The result? By the time I retired, I had a phone full of contacts and nobody to actually talk to.

My wife has maintained friendships since high school. They call each other all the time, just to check in. No agenda, no purpose, just connection. Meanwhile, I couldn’t tell you the last time I called someone without a specific reason.

Someone has to go first

After that awkward breakfast conversation, I decided to try something different. I started calling people just to talk.

The first few calls were brutal. “Hey, just calling to see how you’re doing.” Long pause. “Is everything okay? Did something happen?”

No, nothing happened. I’m just calling. Like a normal human being who misses talking to people.

Most guys didn’t know what to do with that. We’d stumble through five minutes of forced conversation before hanging up. But I kept doing it.

Slowly, something shifted. Guys started calling me back. Not because they needed something, but because they’d thought of something they wanted to tell me. A joke they heard. A problem with their kid. A health scare they hadn’t told anyone about.

Turns out, everyone was lonely. We just needed someone to go first.

One buddy told me he hadn’t had a real conversation with another guy in months. All his interactions were about work or fixing things around the house. He’d forgotten what it was like to just talk.

Building a life takes work (who knew?)

Here’s the thing about retirement that nobody tells you.

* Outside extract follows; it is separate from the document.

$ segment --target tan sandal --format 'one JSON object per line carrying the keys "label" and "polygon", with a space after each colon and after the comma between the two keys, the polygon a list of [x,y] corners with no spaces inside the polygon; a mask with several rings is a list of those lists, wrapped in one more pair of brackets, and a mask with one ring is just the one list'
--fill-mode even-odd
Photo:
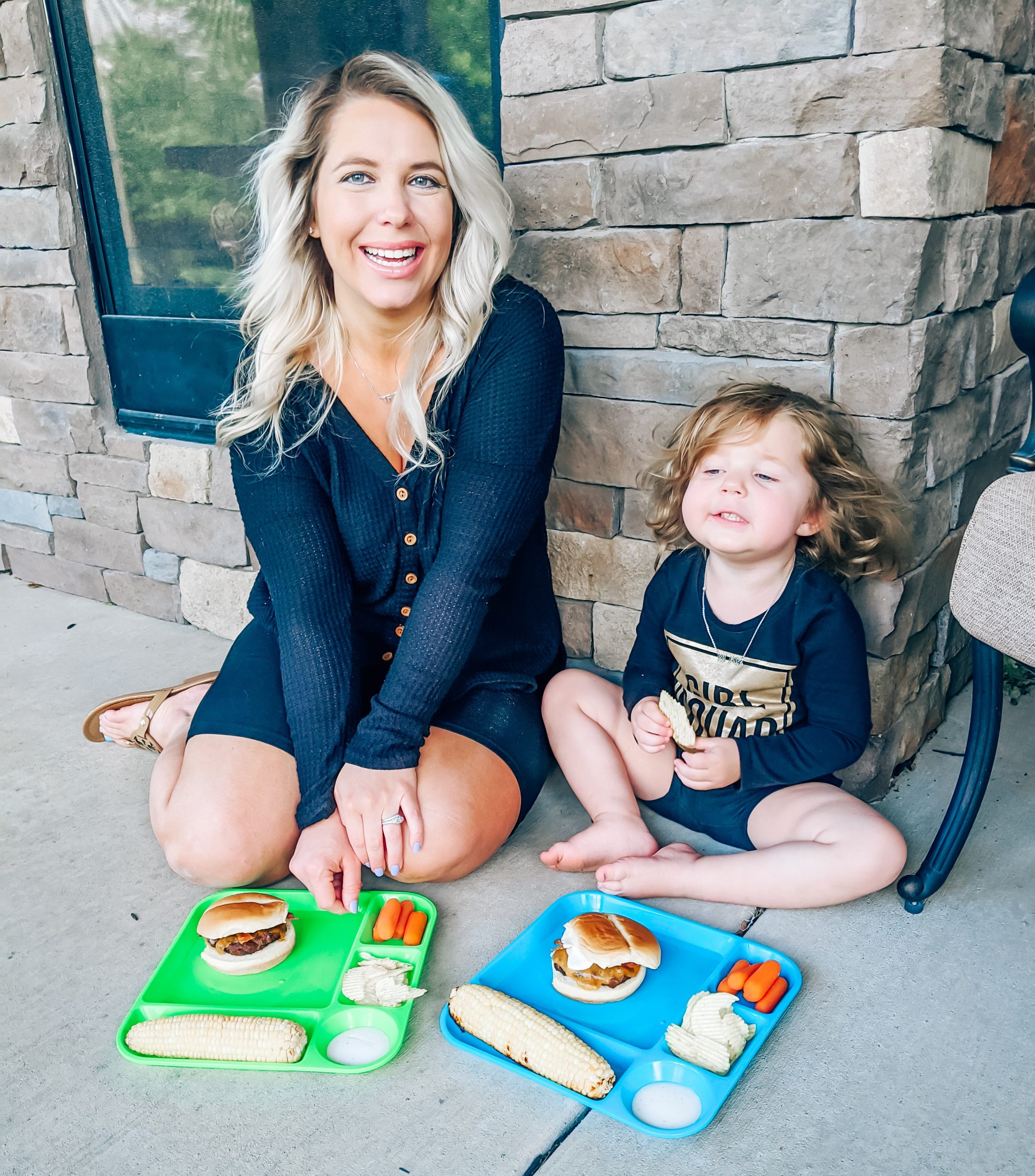
{"label": "tan sandal", "polygon": [[151,720],[154,719],[158,708],[169,697],[169,695],[179,694],[181,690],[187,690],[192,686],[205,686],[207,682],[214,682],[219,675],[219,670],[209,670],[207,674],[196,674],[194,677],[188,677],[180,682],[179,686],[167,686],[161,690],[143,690],[139,694],[120,694],[118,699],[108,699],[107,702],[102,702],[99,707],[94,707],[93,710],[82,721],[82,734],[91,741],[91,743],[103,743],[105,736],[101,734],[101,715],[106,710],[119,710],[122,707],[132,707],[135,702],[148,702],[147,709],[143,711],[143,716],[136,724],[136,730],[133,731],[126,740],[131,747],[139,747],[141,751],[161,751],[161,746],[158,740],[151,734]]}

You lose more than your job. You lose your identity, your routine, your purpose, and if you’re not careful, your connections to other people.

I spent forty years being “the electrician guy.” People knew who I was, what I did, where I fit. Take that away, and suddenly you’re just another old guy with too much time on his hands.

But here’s what I’ve learned. Building a real life, one with actual friendships and connections that aren’t based on work, takes just as much effort as building a business. Maybe more.

I had to learn how to have conversations that weren’t about work. How to be vulnerable without feeling like I was breaking some unspoken rule about masculinity. How to maintain friendships that didn’t have a built-in reason to exist.

It’s the hardest project I’ve ever taken on, and I’ve rewired entire buildings.

Before I go

If you’re reading this and thinking about retirement, or if you’re already there and feeling that silence, know that you’re not alone. That phone full of contacts that suddenly feels useless? That’s normal. The awkward attempts at maintaining friendships without work as the glue? That’s normal too.

But here’s the thing. It doesn’t have to stay that way. Pick up the phone. Make the call. Be the one who goes first.

Yeah, it’s going to be awkward. Yeah, some people won’t know what to do with it. But some will. And those are the ones worth keeping.

Because at the end of the day, the freedom of retirement and a calendar full of plans don’t mean much if you don’t have anyone to share them with.